Biotechs reinvent from the ground up to build value

As biotechs face monumental funding challenges and a stingy IPO market, young companies are investing in business models that have the potential to maximize the value of their drug candidates. In a move away from the one big-bang M&A event, several drug developers have opted for structuring themselves as multiple limited liability companies rather than a single C corporation.

A new wave of biotech companies--including Forma Therapeutics, Viamet Pharmaceuticals and Nimbus Discovery--have adopted the LLC model as a way to create focused entities based on the value of a particular target or set of assets. The hope for, say, Forma Therapeutics is to offer investors and employees multiple exit opportunities that could, in aggregate, equal a larger payday than one buyout event focused on perhaps one drug that may undervalue other candidates in the pipeline. Employees can also benefit from the tax advantages of stock option benefits from the LLC ventures.

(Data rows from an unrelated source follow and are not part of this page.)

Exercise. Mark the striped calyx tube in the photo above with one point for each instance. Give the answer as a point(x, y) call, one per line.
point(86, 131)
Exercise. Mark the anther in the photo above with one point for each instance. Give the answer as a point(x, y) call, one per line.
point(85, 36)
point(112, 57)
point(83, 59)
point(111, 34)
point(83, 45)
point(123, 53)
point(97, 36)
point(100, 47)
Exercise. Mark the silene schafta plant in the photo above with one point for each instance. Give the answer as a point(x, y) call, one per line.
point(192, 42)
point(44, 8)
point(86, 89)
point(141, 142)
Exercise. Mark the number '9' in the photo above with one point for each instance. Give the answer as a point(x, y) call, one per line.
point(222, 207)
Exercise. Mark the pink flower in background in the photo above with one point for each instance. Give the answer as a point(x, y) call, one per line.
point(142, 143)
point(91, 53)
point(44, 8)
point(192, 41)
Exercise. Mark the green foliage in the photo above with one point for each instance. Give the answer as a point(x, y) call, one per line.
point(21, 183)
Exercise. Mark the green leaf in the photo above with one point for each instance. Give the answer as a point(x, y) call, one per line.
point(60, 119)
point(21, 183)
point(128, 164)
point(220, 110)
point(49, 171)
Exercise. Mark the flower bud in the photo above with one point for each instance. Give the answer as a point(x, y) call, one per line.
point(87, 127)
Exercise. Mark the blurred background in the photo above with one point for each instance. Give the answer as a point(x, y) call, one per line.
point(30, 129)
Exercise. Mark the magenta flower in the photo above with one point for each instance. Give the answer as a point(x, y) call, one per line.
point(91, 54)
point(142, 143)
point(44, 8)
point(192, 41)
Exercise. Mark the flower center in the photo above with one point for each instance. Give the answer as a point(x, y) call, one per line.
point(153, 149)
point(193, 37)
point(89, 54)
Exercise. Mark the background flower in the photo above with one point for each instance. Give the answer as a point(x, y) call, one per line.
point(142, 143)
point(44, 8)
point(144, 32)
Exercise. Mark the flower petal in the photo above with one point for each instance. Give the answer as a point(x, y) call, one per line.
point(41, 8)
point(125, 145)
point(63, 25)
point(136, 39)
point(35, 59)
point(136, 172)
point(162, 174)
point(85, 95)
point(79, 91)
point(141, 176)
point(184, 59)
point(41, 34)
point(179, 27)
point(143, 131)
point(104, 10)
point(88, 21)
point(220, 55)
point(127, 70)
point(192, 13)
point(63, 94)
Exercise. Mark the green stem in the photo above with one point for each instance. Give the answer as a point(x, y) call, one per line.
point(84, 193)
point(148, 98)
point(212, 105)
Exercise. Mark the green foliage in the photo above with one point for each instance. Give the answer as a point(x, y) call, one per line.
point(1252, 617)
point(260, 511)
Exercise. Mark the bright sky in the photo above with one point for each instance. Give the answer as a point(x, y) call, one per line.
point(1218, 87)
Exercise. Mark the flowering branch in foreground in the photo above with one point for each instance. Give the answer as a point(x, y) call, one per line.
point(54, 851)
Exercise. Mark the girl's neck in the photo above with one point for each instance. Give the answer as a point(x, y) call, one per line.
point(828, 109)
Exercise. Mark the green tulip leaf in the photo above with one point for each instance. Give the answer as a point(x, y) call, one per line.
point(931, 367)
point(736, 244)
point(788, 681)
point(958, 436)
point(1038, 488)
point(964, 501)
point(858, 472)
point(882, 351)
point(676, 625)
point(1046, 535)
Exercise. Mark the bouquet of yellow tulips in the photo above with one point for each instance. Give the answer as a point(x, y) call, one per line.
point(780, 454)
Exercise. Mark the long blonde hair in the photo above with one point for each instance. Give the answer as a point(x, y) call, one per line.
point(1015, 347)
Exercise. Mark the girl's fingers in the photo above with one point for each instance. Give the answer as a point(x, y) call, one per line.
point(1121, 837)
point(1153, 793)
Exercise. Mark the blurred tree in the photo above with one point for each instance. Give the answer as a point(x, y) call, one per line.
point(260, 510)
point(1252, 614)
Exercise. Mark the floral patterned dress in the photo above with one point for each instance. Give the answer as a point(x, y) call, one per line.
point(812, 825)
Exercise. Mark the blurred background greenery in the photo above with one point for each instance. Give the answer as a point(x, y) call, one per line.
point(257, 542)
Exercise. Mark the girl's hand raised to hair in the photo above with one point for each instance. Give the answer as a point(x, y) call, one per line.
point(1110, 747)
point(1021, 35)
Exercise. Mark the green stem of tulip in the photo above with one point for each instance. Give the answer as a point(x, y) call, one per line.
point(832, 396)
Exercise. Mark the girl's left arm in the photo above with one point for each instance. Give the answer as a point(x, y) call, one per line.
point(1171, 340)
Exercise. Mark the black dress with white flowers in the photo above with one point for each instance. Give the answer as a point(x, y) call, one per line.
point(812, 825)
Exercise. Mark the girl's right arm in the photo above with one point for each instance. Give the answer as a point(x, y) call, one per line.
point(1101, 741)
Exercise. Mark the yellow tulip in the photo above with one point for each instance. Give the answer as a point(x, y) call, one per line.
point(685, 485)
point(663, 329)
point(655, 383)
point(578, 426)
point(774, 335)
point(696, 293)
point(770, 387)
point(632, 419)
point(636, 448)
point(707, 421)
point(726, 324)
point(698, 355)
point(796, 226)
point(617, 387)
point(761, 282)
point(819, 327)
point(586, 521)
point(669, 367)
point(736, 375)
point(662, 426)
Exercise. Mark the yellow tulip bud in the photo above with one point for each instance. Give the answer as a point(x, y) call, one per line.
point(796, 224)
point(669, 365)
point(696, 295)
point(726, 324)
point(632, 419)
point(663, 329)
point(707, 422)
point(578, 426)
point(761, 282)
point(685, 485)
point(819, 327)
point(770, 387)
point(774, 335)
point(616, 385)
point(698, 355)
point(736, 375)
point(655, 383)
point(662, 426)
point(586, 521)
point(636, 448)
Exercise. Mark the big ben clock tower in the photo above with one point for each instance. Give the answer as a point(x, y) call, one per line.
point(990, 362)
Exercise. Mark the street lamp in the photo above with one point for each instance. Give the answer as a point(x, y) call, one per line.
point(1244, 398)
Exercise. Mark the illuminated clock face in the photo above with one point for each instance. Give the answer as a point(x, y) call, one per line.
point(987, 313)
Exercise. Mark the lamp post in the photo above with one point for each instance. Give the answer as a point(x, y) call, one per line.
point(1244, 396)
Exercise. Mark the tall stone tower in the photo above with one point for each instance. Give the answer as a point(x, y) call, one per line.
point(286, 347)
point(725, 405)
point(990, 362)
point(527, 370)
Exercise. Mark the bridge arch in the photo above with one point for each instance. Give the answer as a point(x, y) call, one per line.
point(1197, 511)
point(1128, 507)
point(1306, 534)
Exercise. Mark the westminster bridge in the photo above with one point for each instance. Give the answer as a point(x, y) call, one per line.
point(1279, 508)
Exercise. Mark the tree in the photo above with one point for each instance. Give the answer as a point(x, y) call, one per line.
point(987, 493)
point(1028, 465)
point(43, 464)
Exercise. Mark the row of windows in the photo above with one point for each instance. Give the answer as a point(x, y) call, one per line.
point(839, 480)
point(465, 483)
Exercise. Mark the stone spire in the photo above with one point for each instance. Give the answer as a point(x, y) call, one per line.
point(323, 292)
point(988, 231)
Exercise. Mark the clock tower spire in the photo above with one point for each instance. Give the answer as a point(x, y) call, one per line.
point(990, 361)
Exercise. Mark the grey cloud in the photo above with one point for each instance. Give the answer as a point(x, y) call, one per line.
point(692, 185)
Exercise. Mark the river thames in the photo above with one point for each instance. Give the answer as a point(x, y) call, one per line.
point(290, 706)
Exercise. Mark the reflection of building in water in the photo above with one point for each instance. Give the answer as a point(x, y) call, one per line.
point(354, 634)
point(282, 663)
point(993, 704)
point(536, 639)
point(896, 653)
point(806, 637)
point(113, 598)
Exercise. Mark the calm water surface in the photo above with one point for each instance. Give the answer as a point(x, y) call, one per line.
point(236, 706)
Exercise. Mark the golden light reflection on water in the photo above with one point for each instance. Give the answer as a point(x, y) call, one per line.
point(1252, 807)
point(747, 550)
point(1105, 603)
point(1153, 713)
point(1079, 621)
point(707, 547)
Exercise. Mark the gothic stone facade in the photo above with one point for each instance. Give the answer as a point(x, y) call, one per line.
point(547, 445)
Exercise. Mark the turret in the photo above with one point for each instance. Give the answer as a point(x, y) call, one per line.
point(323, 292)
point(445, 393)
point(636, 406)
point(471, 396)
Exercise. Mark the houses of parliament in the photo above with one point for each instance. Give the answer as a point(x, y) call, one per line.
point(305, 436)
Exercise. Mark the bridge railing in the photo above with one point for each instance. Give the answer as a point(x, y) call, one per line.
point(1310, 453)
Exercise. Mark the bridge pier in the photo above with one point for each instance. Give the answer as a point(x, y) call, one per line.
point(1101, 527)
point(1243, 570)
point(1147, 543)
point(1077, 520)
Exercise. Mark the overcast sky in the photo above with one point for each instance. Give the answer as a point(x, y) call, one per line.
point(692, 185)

"Don't think just about making life better for your investors," Albert Sokol, an attorney who has done legal work for Forma and Viamet, told The Wall Street Journal. "It's all about optimizing it for all your constituencies."

Yet investors and pharma partners have been wooed by the potential value in the LLC companies as well. In cancer drug development, for example, a biotech could set out to discover drugs for a specific target or class of targets and capture the value generated from that effort on a single LLC. When the next hot area of discovery emerges, that company can launch a new company to tackle those targets as well. Forma has done this through a string of of pharma partnerships focused on different areas of oncology. More outfits are certain to try to copy this success.